In der ersten Dekade des neuen Jahrtausends haben die Virologen den „Hattrick“ für falsche Prognosen gelandet: falsch bei Sars, falsch bei der Vogelgrippe und falsch bei der Schweinegrippe. Was soll man von solchen Wissenschaftlern halten? Ich könnte hier auch noch BSE anfügen !

Wenigstens geben einige von ihnen zu, dass die klassische Infektionsepidemiologie vollkommen vernachlässigt wird, so dass wir keine wirklich zuverlässigen Zahlen haben, weil ganz einfach nicht richtig gezählt wird.

In Deutschland ist es kurios, dass sich die Mikrobiologen Fachärzte für Infektionsepidemiologie nennen dürfen, obwohl sie nur im Labor waren und von epidemiologischer Methodik wenig wissen.

Vor dem Hintergrund der Tatsache, dass seit vielen Dekaden in der westlichen Welt und auch in Deutschland die Lebenserwartung um zwei bis 2,5 Jahre pro Dekade zunimmt( wir werden jeden Tag 24 Stunden älter aber biologisch nur 18 Stunden) sind die von Virologen verbreiteten Horror- und Untergangsszenarien bezüglich Influenza-Epidemien unverantwortlich und schwer erträglich. Und in den Entwicklungsländern wie in Afrika stehen Malaria, HIV/AIDS und Tuberkulose ganz im Vordergrund!

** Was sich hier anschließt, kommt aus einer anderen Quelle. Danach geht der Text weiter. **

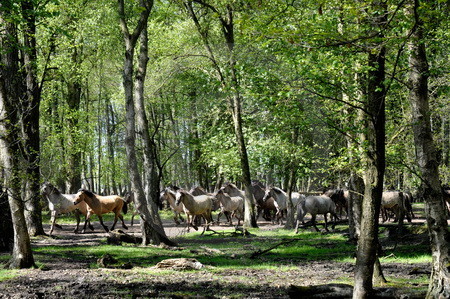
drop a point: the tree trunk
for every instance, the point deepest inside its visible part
(149, 145)
(6, 227)
(152, 232)
(234, 98)
(290, 219)
(374, 162)
(73, 179)
(427, 158)
(30, 124)
(10, 95)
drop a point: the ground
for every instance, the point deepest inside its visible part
(72, 278)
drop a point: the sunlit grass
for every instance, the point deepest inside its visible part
(6, 274)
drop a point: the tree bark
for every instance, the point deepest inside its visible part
(6, 227)
(374, 161)
(149, 146)
(30, 124)
(10, 94)
(427, 158)
(152, 232)
(231, 83)
(73, 179)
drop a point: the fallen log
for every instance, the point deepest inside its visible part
(116, 237)
(180, 264)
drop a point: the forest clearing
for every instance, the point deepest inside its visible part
(69, 264)
(319, 128)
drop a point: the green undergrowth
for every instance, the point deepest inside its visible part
(278, 250)
(6, 274)
(226, 249)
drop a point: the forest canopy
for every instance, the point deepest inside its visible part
(296, 64)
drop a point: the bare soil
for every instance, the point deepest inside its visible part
(72, 278)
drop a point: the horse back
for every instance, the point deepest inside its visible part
(318, 205)
(110, 203)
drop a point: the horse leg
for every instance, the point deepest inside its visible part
(115, 221)
(77, 216)
(335, 219)
(313, 221)
(53, 220)
(123, 222)
(175, 218)
(104, 226)
(296, 225)
(218, 217)
(88, 216)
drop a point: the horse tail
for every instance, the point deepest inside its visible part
(125, 206)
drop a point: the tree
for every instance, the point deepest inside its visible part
(11, 89)
(230, 82)
(30, 121)
(152, 229)
(427, 156)
(374, 156)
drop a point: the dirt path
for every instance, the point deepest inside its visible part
(65, 278)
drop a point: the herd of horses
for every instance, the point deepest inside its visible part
(197, 204)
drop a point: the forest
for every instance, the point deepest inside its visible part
(134, 96)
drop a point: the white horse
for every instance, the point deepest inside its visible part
(281, 198)
(59, 203)
(195, 205)
(316, 205)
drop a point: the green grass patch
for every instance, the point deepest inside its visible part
(6, 274)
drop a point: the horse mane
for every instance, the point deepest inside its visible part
(54, 189)
(231, 185)
(278, 190)
(87, 192)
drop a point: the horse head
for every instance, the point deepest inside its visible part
(179, 196)
(81, 195)
(47, 189)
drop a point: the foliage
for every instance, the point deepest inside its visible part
(296, 65)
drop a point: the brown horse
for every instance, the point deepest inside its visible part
(100, 205)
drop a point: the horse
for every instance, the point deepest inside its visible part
(59, 203)
(169, 195)
(129, 198)
(231, 204)
(267, 206)
(200, 191)
(281, 198)
(232, 190)
(398, 203)
(316, 205)
(339, 199)
(99, 205)
(195, 205)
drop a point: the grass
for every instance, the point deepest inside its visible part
(225, 252)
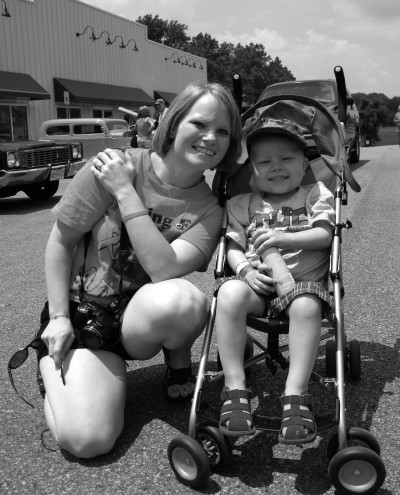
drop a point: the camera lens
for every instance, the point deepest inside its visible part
(91, 336)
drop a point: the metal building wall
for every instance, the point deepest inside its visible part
(40, 40)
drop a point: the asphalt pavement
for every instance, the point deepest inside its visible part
(32, 463)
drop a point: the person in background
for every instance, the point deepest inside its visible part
(160, 107)
(397, 123)
(144, 128)
(128, 228)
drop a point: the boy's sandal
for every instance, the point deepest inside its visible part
(235, 414)
(297, 420)
(180, 376)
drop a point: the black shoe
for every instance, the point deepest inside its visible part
(180, 376)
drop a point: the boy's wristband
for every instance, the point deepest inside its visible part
(245, 270)
(240, 266)
(135, 214)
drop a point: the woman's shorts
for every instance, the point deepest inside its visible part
(118, 348)
(274, 307)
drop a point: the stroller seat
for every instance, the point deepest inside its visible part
(355, 464)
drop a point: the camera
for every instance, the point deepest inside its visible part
(98, 325)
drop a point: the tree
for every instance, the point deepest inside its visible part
(256, 67)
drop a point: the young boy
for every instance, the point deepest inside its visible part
(297, 220)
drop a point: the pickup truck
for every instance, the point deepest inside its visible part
(36, 167)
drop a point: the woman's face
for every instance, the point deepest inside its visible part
(203, 136)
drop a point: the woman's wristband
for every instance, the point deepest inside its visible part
(135, 214)
(240, 266)
(59, 315)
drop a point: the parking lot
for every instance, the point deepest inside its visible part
(31, 462)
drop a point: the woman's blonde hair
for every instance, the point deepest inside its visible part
(164, 136)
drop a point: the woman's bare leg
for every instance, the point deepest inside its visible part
(86, 415)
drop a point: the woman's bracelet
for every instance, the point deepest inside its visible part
(242, 265)
(60, 315)
(135, 214)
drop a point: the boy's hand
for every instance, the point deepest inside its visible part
(260, 281)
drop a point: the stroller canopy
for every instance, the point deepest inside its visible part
(313, 118)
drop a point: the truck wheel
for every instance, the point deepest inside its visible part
(42, 191)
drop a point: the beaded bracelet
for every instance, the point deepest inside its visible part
(135, 214)
(245, 270)
(61, 315)
(240, 266)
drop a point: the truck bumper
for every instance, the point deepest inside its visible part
(74, 168)
(27, 177)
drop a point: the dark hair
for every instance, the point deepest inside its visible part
(164, 136)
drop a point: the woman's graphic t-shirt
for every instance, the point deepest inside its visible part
(87, 207)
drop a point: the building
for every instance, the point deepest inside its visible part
(64, 58)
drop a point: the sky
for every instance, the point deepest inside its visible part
(310, 37)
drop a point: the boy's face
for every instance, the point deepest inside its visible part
(278, 166)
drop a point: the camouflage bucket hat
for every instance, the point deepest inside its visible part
(284, 127)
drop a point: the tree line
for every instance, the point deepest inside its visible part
(258, 70)
(223, 59)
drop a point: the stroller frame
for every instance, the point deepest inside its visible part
(355, 463)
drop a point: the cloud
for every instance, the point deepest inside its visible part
(272, 40)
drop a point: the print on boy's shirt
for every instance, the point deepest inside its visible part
(285, 218)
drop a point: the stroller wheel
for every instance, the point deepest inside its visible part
(357, 470)
(330, 358)
(355, 437)
(189, 461)
(214, 444)
(355, 360)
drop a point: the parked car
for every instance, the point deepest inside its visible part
(324, 91)
(36, 167)
(94, 134)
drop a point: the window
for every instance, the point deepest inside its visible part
(68, 113)
(13, 123)
(59, 130)
(88, 129)
(102, 113)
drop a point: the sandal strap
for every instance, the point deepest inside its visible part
(299, 400)
(295, 415)
(227, 394)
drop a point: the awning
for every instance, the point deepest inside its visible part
(16, 85)
(167, 97)
(89, 92)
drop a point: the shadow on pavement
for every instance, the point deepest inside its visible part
(257, 461)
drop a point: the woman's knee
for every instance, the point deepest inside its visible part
(87, 442)
(174, 300)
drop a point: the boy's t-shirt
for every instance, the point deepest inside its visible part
(308, 205)
(87, 207)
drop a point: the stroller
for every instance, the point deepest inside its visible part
(355, 464)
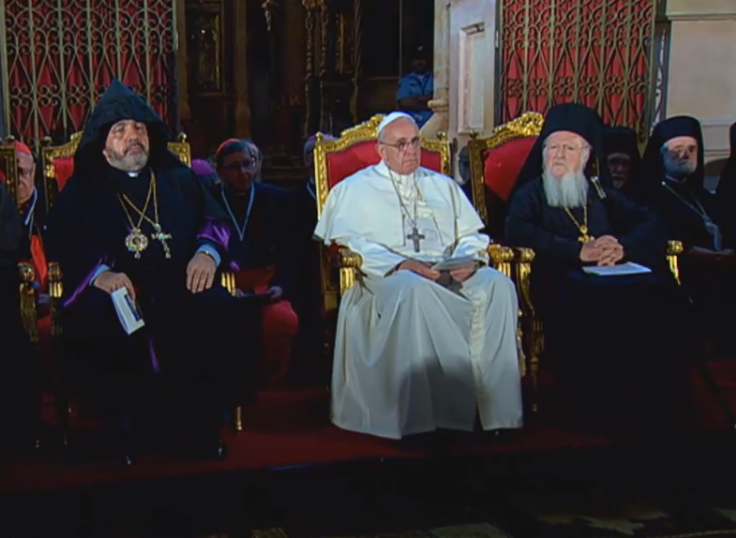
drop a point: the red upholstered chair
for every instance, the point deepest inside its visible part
(9, 171)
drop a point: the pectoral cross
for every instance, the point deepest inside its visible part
(416, 237)
(159, 235)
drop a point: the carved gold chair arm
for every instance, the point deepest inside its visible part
(674, 249)
(56, 292)
(348, 263)
(28, 296)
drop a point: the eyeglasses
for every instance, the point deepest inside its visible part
(403, 145)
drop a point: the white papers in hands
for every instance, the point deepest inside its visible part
(623, 269)
(450, 264)
(128, 313)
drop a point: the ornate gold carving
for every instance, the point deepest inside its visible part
(674, 249)
(56, 292)
(228, 282)
(528, 124)
(28, 310)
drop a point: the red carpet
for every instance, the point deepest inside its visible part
(291, 429)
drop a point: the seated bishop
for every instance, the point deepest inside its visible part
(258, 247)
(133, 217)
(31, 207)
(419, 346)
(19, 398)
(612, 358)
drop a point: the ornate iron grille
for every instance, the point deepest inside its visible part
(60, 55)
(597, 52)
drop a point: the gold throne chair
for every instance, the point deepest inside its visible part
(495, 163)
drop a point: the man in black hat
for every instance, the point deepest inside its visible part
(621, 145)
(600, 327)
(134, 217)
(675, 172)
(416, 88)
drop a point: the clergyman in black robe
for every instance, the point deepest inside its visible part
(259, 249)
(609, 337)
(133, 216)
(726, 193)
(674, 173)
(19, 374)
(621, 145)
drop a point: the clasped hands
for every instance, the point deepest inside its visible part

Die letzte Influenza-Epidemie, die in Deutschland einen kurzzeitigen Einfluss auf die Mortalität bzw. die Lebenserwartung hatte, fand 1968 statt, es handelte sich um die Hongkong-Grippe.

Die Spanische Grippe, die immer wieder von Virologen als moralische Keule für Kritiker ihrer Horrorszenarien herangezogen wird, wies übrigens eine 30-fache Variabilität der Mortalität auf. Sie war nur bei den sozial Schwachen gefährlich. Daraus kann man im Sinne der berühmten Berliner Ärzte Salomon Neumann und Rudolf Virchow lernen, dass es besonders wichtig ist die sozialen Verhältnisse der Bevölkerung zu verbessern.

Angstkampagnen mit sogenannten Influenza-Killerviren bringen uns wirklich nicht weiter und sind vollkommen überflüssig. Aber mir scheint auch, dass in Deutschland der Kampf zwischen Rudolf Virchow und Robert Koch noch längst nicht ausgestanden ist. Ich bin jedenfalls der Meinung, dass Rudolf Virchow die bessere und tragfähigere Theorie von Gesundheit und Krankheit hat.